Namun, kalau jumlah KJA-nya sudah sampai 300-400 petak, itu patut dipertanyakan. Apakah mereka mencari hidup atau mencari kaya. (Handria Asmi)
Secara terpisah, Camat Tanjung Raya Handria Asmi mengatakan, adanya penolakan pemilik karamba ataupun masyarakat yang bekerja di KJA karena mereka tidak mendapatkan informasi lengkap. Ada asumsi di masyarakat bahwa semua karamba akan dibersihkan dari danau.
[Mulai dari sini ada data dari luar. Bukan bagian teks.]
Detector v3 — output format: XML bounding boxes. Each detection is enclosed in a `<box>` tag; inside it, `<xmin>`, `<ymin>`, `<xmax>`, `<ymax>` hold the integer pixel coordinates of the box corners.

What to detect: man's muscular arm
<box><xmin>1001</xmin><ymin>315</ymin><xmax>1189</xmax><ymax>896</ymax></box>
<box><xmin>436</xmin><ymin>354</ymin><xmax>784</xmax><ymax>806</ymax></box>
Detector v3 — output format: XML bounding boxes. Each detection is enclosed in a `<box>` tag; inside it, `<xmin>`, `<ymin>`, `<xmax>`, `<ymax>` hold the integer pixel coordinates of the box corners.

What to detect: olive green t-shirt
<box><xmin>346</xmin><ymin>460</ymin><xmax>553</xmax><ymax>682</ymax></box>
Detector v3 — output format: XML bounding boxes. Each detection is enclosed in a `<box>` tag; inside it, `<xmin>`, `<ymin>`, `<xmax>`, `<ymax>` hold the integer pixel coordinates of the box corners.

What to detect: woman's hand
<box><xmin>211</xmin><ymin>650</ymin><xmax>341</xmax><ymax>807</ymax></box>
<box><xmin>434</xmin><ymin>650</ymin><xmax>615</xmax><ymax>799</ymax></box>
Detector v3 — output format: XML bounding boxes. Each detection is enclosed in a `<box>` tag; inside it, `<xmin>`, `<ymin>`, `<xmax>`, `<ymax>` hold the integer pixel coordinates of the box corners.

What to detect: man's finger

”Kami selalu menyampaikan melalui wali nagari ataupun dalam pertemuan dengan masyarakat, revitalisasi danau tidak bertujuan untuk menghilangkan mata pencarian masyarakat. Tujuannya untuk menyelamatkan danau dan memperbaiki perekonomian masyarakat,” kata Handria.
Menurut Handria, pengurangan jumlah KJA tidak akan dilakukan semena-mena, akan ada skala prioritas dalam penerapannya. Pemerintah tentu tidak akan menyentuh petani keramba skala kecil yang punya 10-15 keramba. ”Namun, kalau jumlah KJA-nya sudah sampai 300-400 petak, itu patut dipertanyakan. Apakah mereka mencari hidup atau mencari kaya?” ujar Handria.
Sebelumnya, Menteri Koordinator Bidang Kemaritiman dan Investasi Luhut Binsar Pandjaitan, dalam siaran pers Pemprov Sumbar, meminta upaya pengalihan mata pencarian masyarakat sekitar Danau Maninjau dari KJA ke profesi lain segera dilakukan agar percepatan revitalisasi danau bisa segera dimulai. Setelah alih profesi, baru dilakukan pengurangan KJA.
”Untuk percepatan, harus ada tenggat waktu yang jelas pada setiap langkah yang diambil dalam upaya revitalisasi Danau Maninjau ini. Kalau bisa, akhir bulan ini sudah bisa dimulai,” kata Luhut dalam rapat virtual dengan sejumlah kementerian, Gubernur Sumbar, dan Bupati Agam, Rabu (16/6/2021).
Berdasarkan penelitian Lembaga Ilmu Pengetahuan Indonesia pada 2017, 90 persen penyebab pencemaran Danau Maninjau adalah akibat sedimen sisa pakan KJA. Daya dukung danau maksimal 6.000 petak KJA, sedangkan jumlahnya sekarang sudah jauh melampaui sehingga harus ada pengurangan.
Luhut juga meminta Kapolda, Danrem, hingga Kepala Kejaksaan Tinggi memberikan dukungan penuh dalam upaya mengurangi jumlah KJA di Maninjau.
Anggaran untuk pengalihan mata pencarian masyarakat itu diperkirakan sekitar Rp 42 miliar dan dibebankan kepada Pemprov Sumbar dan Pemkab Agam. Sementara itu, anggaran untuk menyelesaikan persoalan sedimentasi di dasar danau diperkirakan Rp 237 miliar dari anggaran Kementerian PUPR.